Zero Dark Thirty (2012)
Yesterday, Kathryn Bigelow’s arresting thriller Zero Dark Thirty was released on Blu-ray and if you have yet to see this firecracker of a film, you need to go out right now and pick it up. Seriously, it is collection worthy. Zero Dark Thirty was easily one of the best films of 2012 and is the type of epic film that rewards with each new viewing. The Blu-ray features a look at the making of the film, a look at how the cast trained for their roles, and a look at Jessica Chastain’s role as the tough-as-nails Maya. If you wish to see where Zero Dark Thirty fell in my top 10 films of 2012, click here to find out, and if you wish to read my review of the film, click here. So, it is that time again to whip out those credit cards and add a kick ass movie to your movie collection!
-Theater Manager (Steve)
by Steve Habrat
After becoming the first woman ever to receive a Best Director Oscar for the 2009 teeth-rattler The Hurt Locker, the world anxiously awaited to see what director Kathryn Bigelow would produce next. It turned out that the next project she would tackle was Zero Dark Thirty, another War on Terror thriller that follows America’s efforts to capture and kill Osama bin Laden. Sparking controversy over the filmmaker’s access to classified information and its depiction of torture, Zero Dark Thirty could possibly be one of the most important American films of recent memory simply because it supposedly spills the facts that every single American is dying to know. While the debate still rages over whether the film is accurate, I can confirm that Zero Dark Thirty puts the viewer through the ringer, touching upon every single emotion that was collectively felt as a country from September 11th, 2001 through May 2nd, 2011. It begins with horror and confusion, opting to plunge the audience into the darkness of that terrifying day in September while frantic phone calls blare over the speakers and then instantly morphing into rage, then fatigue, then desperation, then hopelessness, and finally surreal relief. Despite how strong the picture is, Bigelow doesn’t drill into white-knuckle intensity as frequently as she did in 2009, leaving The Hurt Locker the true victor of the two films.
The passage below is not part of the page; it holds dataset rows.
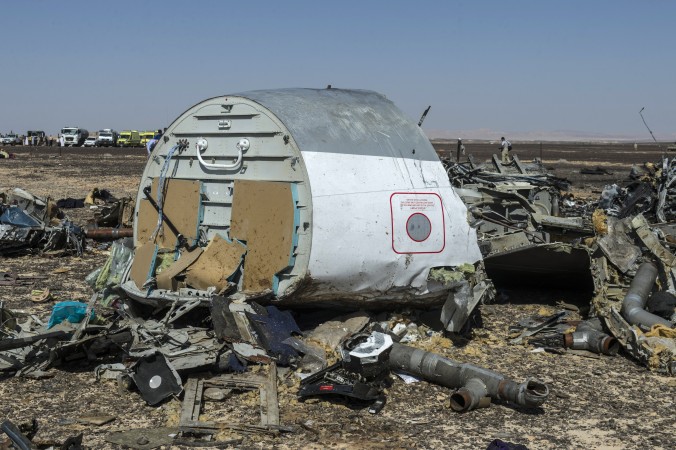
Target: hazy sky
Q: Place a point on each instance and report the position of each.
(513, 66)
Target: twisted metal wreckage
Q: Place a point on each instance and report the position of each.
(302, 197)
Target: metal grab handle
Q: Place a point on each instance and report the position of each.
(201, 145)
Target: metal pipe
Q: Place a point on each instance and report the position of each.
(593, 341)
(108, 233)
(473, 383)
(633, 305)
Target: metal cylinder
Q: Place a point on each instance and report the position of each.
(593, 341)
(108, 233)
(633, 306)
(474, 382)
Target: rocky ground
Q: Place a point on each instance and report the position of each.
(595, 402)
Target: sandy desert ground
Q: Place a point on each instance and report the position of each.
(601, 402)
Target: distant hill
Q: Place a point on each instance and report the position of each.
(484, 134)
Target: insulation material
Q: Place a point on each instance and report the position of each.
(144, 263)
(263, 216)
(165, 279)
(218, 262)
(181, 205)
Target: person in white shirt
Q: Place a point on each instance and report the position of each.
(506, 146)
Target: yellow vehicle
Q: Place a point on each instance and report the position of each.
(129, 138)
(146, 136)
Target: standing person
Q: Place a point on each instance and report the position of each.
(506, 147)
(461, 150)
(153, 142)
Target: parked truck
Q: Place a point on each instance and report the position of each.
(107, 138)
(74, 136)
(146, 136)
(129, 138)
(36, 137)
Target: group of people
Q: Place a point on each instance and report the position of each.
(505, 148)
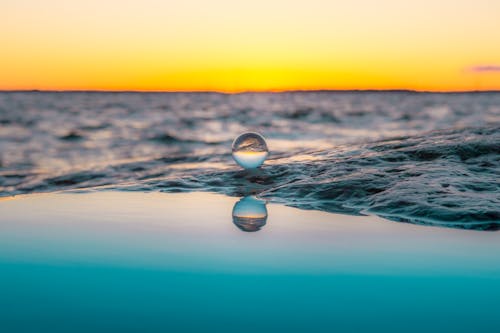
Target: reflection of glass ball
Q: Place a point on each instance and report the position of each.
(250, 214)
(250, 150)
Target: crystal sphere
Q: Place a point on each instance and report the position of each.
(250, 150)
(250, 214)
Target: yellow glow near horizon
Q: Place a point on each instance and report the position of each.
(257, 45)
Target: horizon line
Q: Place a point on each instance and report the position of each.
(414, 91)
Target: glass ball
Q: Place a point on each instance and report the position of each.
(250, 150)
(250, 214)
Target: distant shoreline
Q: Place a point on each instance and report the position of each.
(404, 91)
Zero Dark Thirty picks up in 2003 and introduces us to Maya (Played by Jessica Chastain), a young CIA officer who is sent to work hand-in-hand with fellow officer Dan (Played by Jason Clarke) in Pakistan. Together, Maya and Dan torture and interrogate terrorist financer Ammar (Played by Reda Kateb) about the Saudi Group and the whereabouts of al-Qaeda leader Osama bin Laden. After a series of brutal interrogations, Maya and Dan finally trick Ammar into revealing more information about al-Qaeda and the name of bin Laden’s most trusted carrier: Abu Ahmed. With this new information and a blessing from station chief Joseph Bradley (Played by Kyle Chandler), Maya and Dan begin trying to locate Abu Ahmed but conflicting stories and information from other prisoners continuously prevent them from finding him. As the years pass and multiple dead ends are hit, the CIA’s determination to end the War on Terror begins to fade but Maya remains dedicated to smoking out Abu Ahmed and tracking down bin Laden any way she can.
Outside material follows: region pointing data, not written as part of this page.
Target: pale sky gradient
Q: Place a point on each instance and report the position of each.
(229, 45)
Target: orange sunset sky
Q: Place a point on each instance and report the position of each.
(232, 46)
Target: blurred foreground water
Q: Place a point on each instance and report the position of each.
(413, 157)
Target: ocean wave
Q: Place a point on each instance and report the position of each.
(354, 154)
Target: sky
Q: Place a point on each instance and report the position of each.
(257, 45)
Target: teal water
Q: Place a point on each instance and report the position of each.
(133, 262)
Clocking in at nearly three hours, Zero Dark Thirty is borderline information overload. It is certainly hypnotic in its intimate moments of plan and debate and pinning in its suspense but Bigelow and screenwriter Mark Boal always seem to find a way to remain politically neutral. They acknowledge the shift in approaches between George Bush and Barack Obama but they always leave you, the viewer, to form your own opinions on their approaches to this complex war. The film presents a horrifically brutal interrogation that will have your stomach tied in knots only to immediately cut to a bloody al-Qaeda terrorist attack in Khobar, Saudi Arabia, which leaves multiple Americans dead. It is this staggering balance that will have the blood boiling and stirring up some lengthy conversations long after Bigelow closes the curtains on this manhunt, which to me is the mark of a really great motion picture. You can’t help but ask yourself or those you see the movie with, was torturing these men really the right answer? Was water boarding really necessary? Did humiliating them really get us any farther? Does torture really make us any better than the ones we are fighting? Bigelow leaves it up to you decide and she knows that these questions get under our skin.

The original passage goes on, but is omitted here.